# About to buy an A601 Lunar Champ. Should I ?



## stevebright (May 28, 2013)

Hello all.

I have just signed up here, and am desperate for a bit of sound advice.
I'm looking to buy an A601 Lunar Champ, but am a bit concerned as this is on a 2007 plate, and after scouring the internet I can't find another (of that year). 
I'm also completely new to all this, so any input right now would be MASSIVELY appreciated.


Thanks very much in advance

Steve


----------



## chermic (Feb 15, 2013)

Hi Steve

What exactly are you worried about? My motorhome is on a 56 plate and its done 25,000 miles approx. How many miles has the Champ done? There are motorhomes out there that are much older and still going strong. 

I would be more worried about checking for damp in the habitation area. 

Hope this is helpful.


----------



## stevebright (May 28, 2013)

OK sorry should have provided more detail.
Its got under 12,000 miles on the clock, and is on an '07 plate.


Going back tomorrow with a deposit. Wil test drive it and have another look around, but as I am new to all this I'm worried I may be overlooking some obvious things.

I hate being out of my depth, but at the same time very excited at the prospect of being an owner


----------



## chermic (Feb 15, 2013)

If its on a Fiat 2.8 JTD it will be like ours. When you go back, ask to test drive it, it should be ok, but reverse it up an incline to check for the 'judder'. There shouldn't be a problem on an engine of that age, but it never hurts to check.

12,000 miles for a 6 year motorhome is good, its doing about 2,000 miles per year and the average is 2,500 so it has low mileage. 

Like I said before, check it out for damp and make sure the fridge is working. Check if there is a spare wheel, if not, ask for one as part of the deal.

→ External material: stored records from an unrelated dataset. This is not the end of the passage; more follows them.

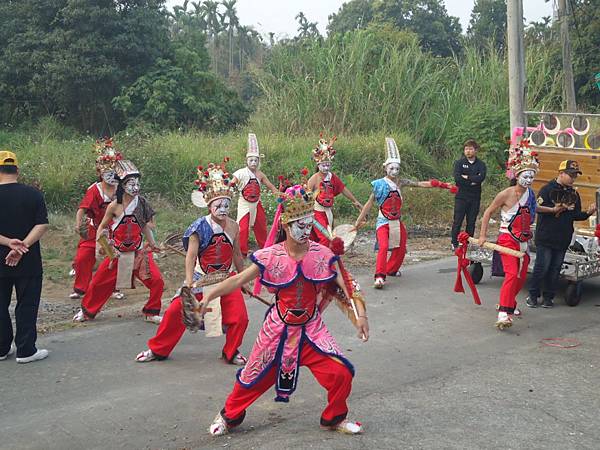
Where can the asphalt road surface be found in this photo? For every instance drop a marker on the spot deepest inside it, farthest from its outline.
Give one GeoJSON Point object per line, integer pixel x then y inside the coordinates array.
{"type": "Point", "coordinates": [435, 374]}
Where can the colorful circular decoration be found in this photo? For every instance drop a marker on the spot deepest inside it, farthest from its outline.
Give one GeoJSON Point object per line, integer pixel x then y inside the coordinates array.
{"type": "Point", "coordinates": [551, 124]}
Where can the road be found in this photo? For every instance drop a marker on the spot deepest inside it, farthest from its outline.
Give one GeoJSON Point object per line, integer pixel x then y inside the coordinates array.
{"type": "Point", "coordinates": [435, 374]}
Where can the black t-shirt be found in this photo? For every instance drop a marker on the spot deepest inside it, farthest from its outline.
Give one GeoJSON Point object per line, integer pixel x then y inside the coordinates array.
{"type": "Point", "coordinates": [556, 232]}
{"type": "Point", "coordinates": [21, 208]}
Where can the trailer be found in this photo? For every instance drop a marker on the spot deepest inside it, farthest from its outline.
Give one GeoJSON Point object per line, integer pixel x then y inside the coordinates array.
{"type": "Point", "coordinates": [557, 137]}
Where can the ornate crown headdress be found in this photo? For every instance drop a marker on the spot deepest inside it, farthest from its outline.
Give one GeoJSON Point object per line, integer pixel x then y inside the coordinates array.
{"type": "Point", "coordinates": [297, 202]}
{"type": "Point", "coordinates": [324, 151]}
{"type": "Point", "coordinates": [253, 149]}
{"type": "Point", "coordinates": [108, 155]}
{"type": "Point", "coordinates": [125, 168]}
{"type": "Point", "coordinates": [393, 155]}
{"type": "Point", "coordinates": [213, 182]}
{"type": "Point", "coordinates": [521, 158]}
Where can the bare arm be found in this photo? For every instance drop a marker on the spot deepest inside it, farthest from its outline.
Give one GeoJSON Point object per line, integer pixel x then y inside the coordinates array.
{"type": "Point", "coordinates": [365, 211]}
{"type": "Point", "coordinates": [238, 259]}
{"type": "Point", "coordinates": [264, 180]}
{"type": "Point", "coordinates": [230, 284]}
{"type": "Point", "coordinates": [79, 217]}
{"type": "Point", "coordinates": [190, 258]}
{"type": "Point", "coordinates": [350, 196]}
{"type": "Point", "coordinates": [497, 203]}
{"type": "Point", "coordinates": [313, 182]}
{"type": "Point", "coordinates": [108, 217]}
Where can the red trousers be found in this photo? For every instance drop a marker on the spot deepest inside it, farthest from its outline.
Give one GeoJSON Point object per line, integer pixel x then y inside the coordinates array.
{"type": "Point", "coordinates": [385, 266]}
{"type": "Point", "coordinates": [84, 262]}
{"type": "Point", "coordinates": [514, 276]}
{"type": "Point", "coordinates": [170, 330]}
{"type": "Point", "coordinates": [260, 229]}
{"type": "Point", "coordinates": [332, 374]}
{"type": "Point", "coordinates": [316, 235]}
{"type": "Point", "coordinates": [104, 282]}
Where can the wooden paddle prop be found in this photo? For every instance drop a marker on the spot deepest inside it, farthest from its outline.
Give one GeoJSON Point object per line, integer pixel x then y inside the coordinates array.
{"type": "Point", "coordinates": [463, 262]}
{"type": "Point", "coordinates": [345, 304]}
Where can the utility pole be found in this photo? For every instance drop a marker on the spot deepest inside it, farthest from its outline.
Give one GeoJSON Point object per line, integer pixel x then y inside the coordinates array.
{"type": "Point", "coordinates": [516, 71]}
{"type": "Point", "coordinates": [564, 14]}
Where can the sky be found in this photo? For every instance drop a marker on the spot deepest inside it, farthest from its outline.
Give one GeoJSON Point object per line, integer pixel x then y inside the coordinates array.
{"type": "Point", "coordinates": [278, 16]}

A lesson we learnt was to check the roof in case any satellite systems and or solar panels have been removed and not sealed properly.

It all sounds fine, I am sure you will be OK and end up with a nice motorhome that will suit your needs.


----------



## stevebright (May 28, 2013)

Thanks Cheryl, appreciate the advice. Its a 2.3 rather than a 2.8 unfortunately. I will try the reverse test though.

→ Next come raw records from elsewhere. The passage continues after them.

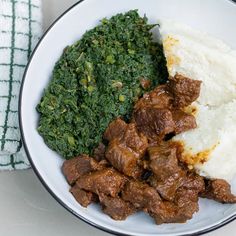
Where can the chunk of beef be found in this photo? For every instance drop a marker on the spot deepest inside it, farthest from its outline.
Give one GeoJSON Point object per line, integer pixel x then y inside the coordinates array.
{"type": "Point", "coordinates": [194, 182]}
{"type": "Point", "coordinates": [168, 175]}
{"type": "Point", "coordinates": [116, 208]}
{"type": "Point", "coordinates": [137, 142]}
{"type": "Point", "coordinates": [115, 129]}
{"type": "Point", "coordinates": [107, 181]}
{"type": "Point", "coordinates": [163, 160]}
{"type": "Point", "coordinates": [141, 195]}
{"type": "Point", "coordinates": [125, 153]}
{"type": "Point", "coordinates": [187, 203]}
{"type": "Point", "coordinates": [83, 197]}
{"type": "Point", "coordinates": [159, 97]}
{"type": "Point", "coordinates": [180, 210]}
{"type": "Point", "coordinates": [154, 122]}
{"type": "Point", "coordinates": [218, 190]}
{"type": "Point", "coordinates": [165, 212]}
{"type": "Point", "coordinates": [184, 90]}
{"type": "Point", "coordinates": [167, 188]}
{"type": "Point", "coordinates": [123, 158]}
{"type": "Point", "coordinates": [77, 166]}
{"type": "Point", "coordinates": [183, 121]}
{"type": "Point", "coordinates": [99, 152]}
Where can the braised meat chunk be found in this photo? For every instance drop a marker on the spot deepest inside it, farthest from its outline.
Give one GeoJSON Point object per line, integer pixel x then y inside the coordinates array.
{"type": "Point", "coordinates": [125, 153]}
{"type": "Point", "coordinates": [184, 90]}
{"type": "Point", "coordinates": [168, 175]}
{"type": "Point", "coordinates": [163, 161]}
{"type": "Point", "coordinates": [116, 208]}
{"type": "Point", "coordinates": [107, 181]}
{"type": "Point", "coordinates": [140, 168]}
{"type": "Point", "coordinates": [141, 195]}
{"type": "Point", "coordinates": [155, 123]}
{"type": "Point", "coordinates": [218, 190]}
{"type": "Point", "coordinates": [83, 197]}
{"type": "Point", "coordinates": [183, 121]}
{"type": "Point", "coordinates": [99, 152]}
{"type": "Point", "coordinates": [137, 142]}
{"type": "Point", "coordinates": [122, 158]}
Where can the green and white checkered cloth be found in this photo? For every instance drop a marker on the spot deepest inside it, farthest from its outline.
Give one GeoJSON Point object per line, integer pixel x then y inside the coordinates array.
{"type": "Point", "coordinates": [20, 29]}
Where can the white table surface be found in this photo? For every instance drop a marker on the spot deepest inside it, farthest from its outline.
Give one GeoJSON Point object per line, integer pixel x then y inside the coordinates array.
{"type": "Point", "coordinates": [27, 209]}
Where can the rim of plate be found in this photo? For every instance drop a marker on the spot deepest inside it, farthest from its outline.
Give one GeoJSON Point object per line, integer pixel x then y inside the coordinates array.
{"type": "Point", "coordinates": [62, 203]}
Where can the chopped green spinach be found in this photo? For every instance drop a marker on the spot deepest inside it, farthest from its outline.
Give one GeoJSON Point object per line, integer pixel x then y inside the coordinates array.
{"type": "Point", "coordinates": [98, 79]}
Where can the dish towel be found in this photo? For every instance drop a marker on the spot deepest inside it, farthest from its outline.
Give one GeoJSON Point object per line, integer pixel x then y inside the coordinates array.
{"type": "Point", "coordinates": [20, 29]}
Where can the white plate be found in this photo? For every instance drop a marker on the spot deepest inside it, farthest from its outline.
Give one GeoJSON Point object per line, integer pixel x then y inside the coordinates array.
{"type": "Point", "coordinates": [218, 18]}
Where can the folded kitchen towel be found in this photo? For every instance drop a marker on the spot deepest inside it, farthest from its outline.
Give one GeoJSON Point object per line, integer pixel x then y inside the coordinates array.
{"type": "Point", "coordinates": [20, 29]}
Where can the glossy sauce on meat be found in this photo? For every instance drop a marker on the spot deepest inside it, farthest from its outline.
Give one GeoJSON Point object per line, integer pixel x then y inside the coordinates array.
{"type": "Point", "coordinates": [141, 169]}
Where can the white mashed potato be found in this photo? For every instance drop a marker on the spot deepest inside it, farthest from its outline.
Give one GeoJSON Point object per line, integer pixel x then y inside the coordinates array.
{"type": "Point", "coordinates": [199, 56]}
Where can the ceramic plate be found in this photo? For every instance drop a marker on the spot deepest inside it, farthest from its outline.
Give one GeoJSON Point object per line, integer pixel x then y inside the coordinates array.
{"type": "Point", "coordinates": [217, 18]}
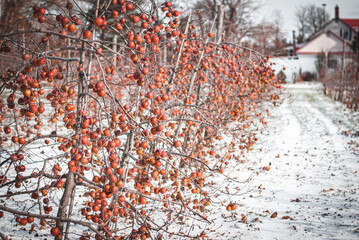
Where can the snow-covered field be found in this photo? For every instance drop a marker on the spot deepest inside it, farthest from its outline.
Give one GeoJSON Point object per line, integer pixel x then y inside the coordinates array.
{"type": "Point", "coordinates": [312, 189]}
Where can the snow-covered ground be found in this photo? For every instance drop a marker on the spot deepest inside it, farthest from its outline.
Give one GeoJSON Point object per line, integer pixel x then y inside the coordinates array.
{"type": "Point", "coordinates": [312, 188]}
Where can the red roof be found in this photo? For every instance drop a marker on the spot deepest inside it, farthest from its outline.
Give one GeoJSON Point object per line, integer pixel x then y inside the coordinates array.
{"type": "Point", "coordinates": [354, 23]}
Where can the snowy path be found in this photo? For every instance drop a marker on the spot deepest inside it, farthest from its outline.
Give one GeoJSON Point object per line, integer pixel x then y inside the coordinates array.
{"type": "Point", "coordinates": [313, 177]}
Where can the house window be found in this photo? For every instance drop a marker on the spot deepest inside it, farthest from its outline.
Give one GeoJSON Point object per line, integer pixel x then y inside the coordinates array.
{"type": "Point", "coordinates": [333, 63]}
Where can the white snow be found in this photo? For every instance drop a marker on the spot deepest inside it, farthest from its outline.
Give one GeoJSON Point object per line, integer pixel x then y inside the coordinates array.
{"type": "Point", "coordinates": [313, 177]}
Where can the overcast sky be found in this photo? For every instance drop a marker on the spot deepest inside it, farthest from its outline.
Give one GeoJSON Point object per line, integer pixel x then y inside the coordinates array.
{"type": "Point", "coordinates": [347, 9]}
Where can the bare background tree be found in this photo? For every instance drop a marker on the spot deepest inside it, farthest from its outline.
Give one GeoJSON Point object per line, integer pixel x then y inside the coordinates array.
{"type": "Point", "coordinates": [310, 18]}
{"type": "Point", "coordinates": [238, 15]}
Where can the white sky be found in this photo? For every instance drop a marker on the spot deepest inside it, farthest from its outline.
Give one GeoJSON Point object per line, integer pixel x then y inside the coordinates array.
{"type": "Point", "coordinates": [347, 9]}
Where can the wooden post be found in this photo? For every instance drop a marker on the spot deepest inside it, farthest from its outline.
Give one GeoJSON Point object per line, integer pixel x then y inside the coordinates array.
{"type": "Point", "coordinates": [114, 48]}
{"type": "Point", "coordinates": [220, 23]}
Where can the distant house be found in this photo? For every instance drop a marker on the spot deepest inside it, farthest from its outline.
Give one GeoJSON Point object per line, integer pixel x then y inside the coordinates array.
{"type": "Point", "coordinates": [334, 41]}
{"type": "Point", "coordinates": [323, 49]}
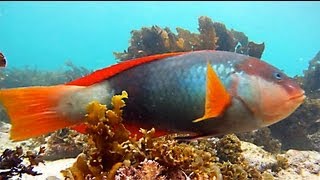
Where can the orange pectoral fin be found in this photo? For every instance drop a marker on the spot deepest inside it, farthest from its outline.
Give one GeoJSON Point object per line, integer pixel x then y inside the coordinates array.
{"type": "Point", "coordinates": [32, 110]}
{"type": "Point", "coordinates": [217, 97]}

Looking forward to the start of many adventures


----------



## owl459 (Jul 27, 2007)

Best of luck. I'm very happy with mine. Done 32000 miles.


----------



## lafree (Dec 31, 2007)

HI, The only advice I can give is Lunar are not interested in supplying spare for motorhomes they imported I wanted a new hab door key and could not help me mine is on a 57 plate.
Regards Lafree.


----------



## stevebright (May 28, 2013)

OK, well just to give you all an update I've completed the purchase and its now sitting just outside my house.

First impressions, very pleased 

Annoyingly though, the fuel filler cap doesn't appear to do anything and won't lock, so you can literally just pull it off.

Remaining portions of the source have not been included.